Charlie screamed as the blood spurted everywhere. I lay on the floor, dazed, but not so out of it that I couldn’t see Seamie staring at his own hand, looking in absolute shock at what he’d done.
‘John Paul,’ he choked, and tried to pull me up. I batted him away.
‘Get the fuck off,’ I choked through a mouthful of blood.
He staggered backwards and then, in shock, walked right out of the house.
Charlie dialled 999 before I could tell her not to and then sat on the floor beside me, trying to stem the bleeding with her housecoat.
‘I saw this on Casualty,’ she said, in an attempt to make me smile so she’d know I was okay. Her face was white and she was shaking. In all her short years, she’d never witnessed anything so violent. ‘If you can’t breathe, tell me, and I’ll stick a pen in your throat to let the air in.’

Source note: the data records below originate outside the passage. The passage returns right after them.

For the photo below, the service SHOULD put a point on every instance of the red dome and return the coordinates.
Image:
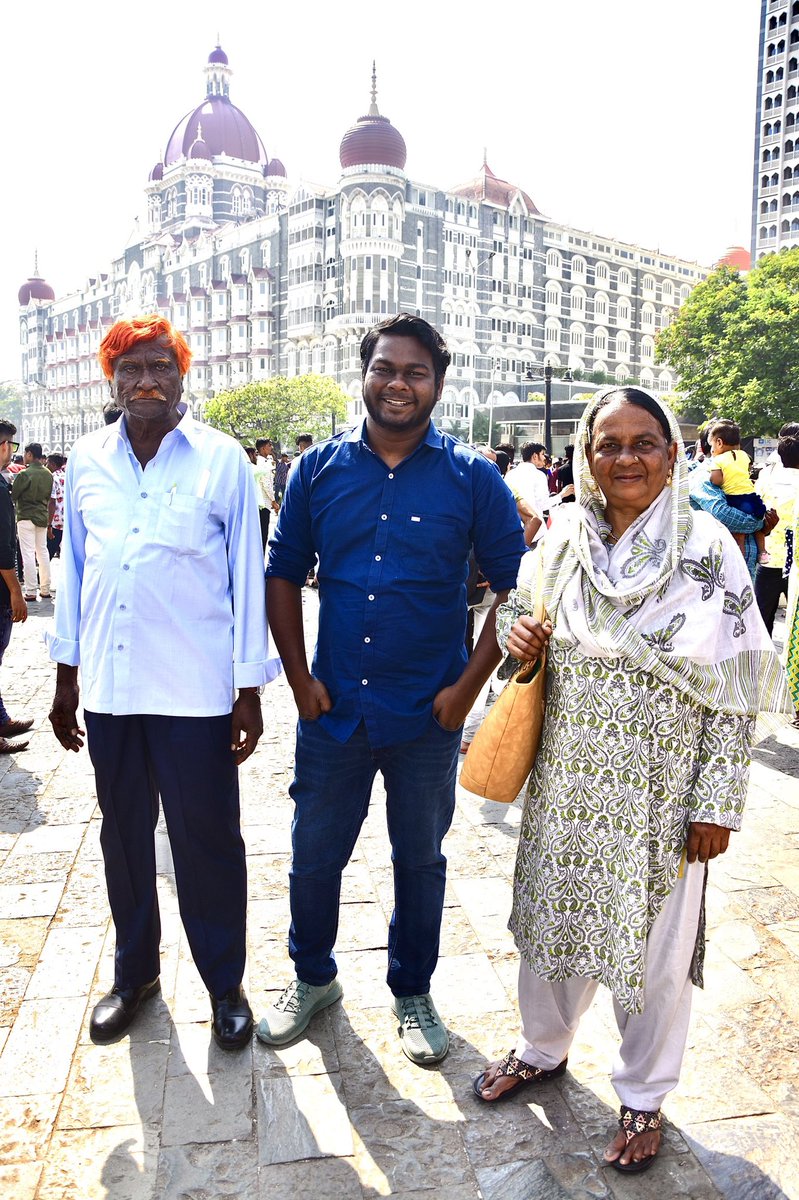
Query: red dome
(373, 139)
(226, 130)
(35, 288)
(738, 258)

‘Please don’t stab me with a fucking pen,’ I said, then started to cry, which set her off. I was so grateful she’d stayed with me. I felt sorry for myself but deep down I knew I’d provoked Dad. I’d set this train in motion and I did not feel good about it.
The cops came with the ambulance. I told them I’d been in a fight. I was terrified that if I told them what happened, Charlie would be put into care. Seamie was a shit dad, but everybody knew the system was a cesspit for kids.

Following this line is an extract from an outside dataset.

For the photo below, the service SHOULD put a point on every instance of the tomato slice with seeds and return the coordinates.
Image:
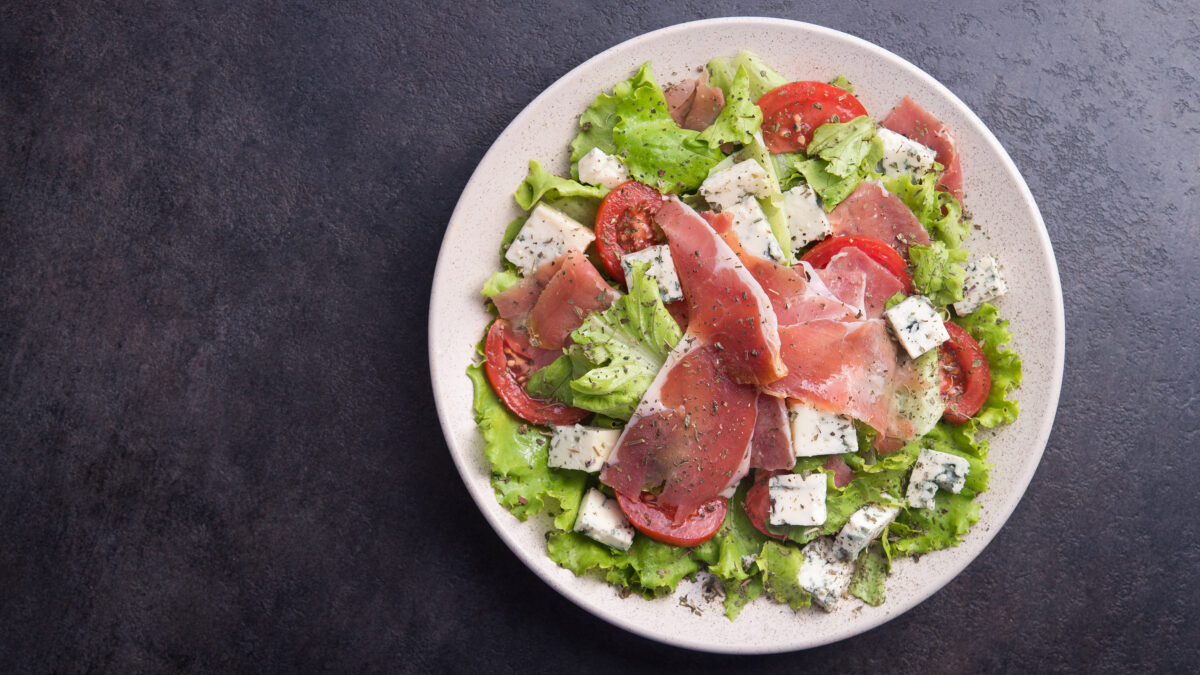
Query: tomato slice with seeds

The cops asked a few questions but they weren’t all that interested. I’d left school, I was known to hang around with bad lads, and they discovered Seamie was on his own with us. It was assumed I was just a mess.
We came from a certain area, a certain class.
Seamie tried to stay off the drink for a couple of weeks afterwards. The sight of the bruises on my face was a constant reminder of how he’d lost it, in every sense.
But as they faded, so did his willpower.
It was 1996. Apparently, Ireland was doing well. There was money in the country, lots of it. People were well off and happy. That’s what they said on the telly, anyway. It wasn’t like that in our house.
The Celtic Tiger wasn’t lifting all boats, and I was starting to resent both it and all those smug wankers who seemed to be doing so well for themselves.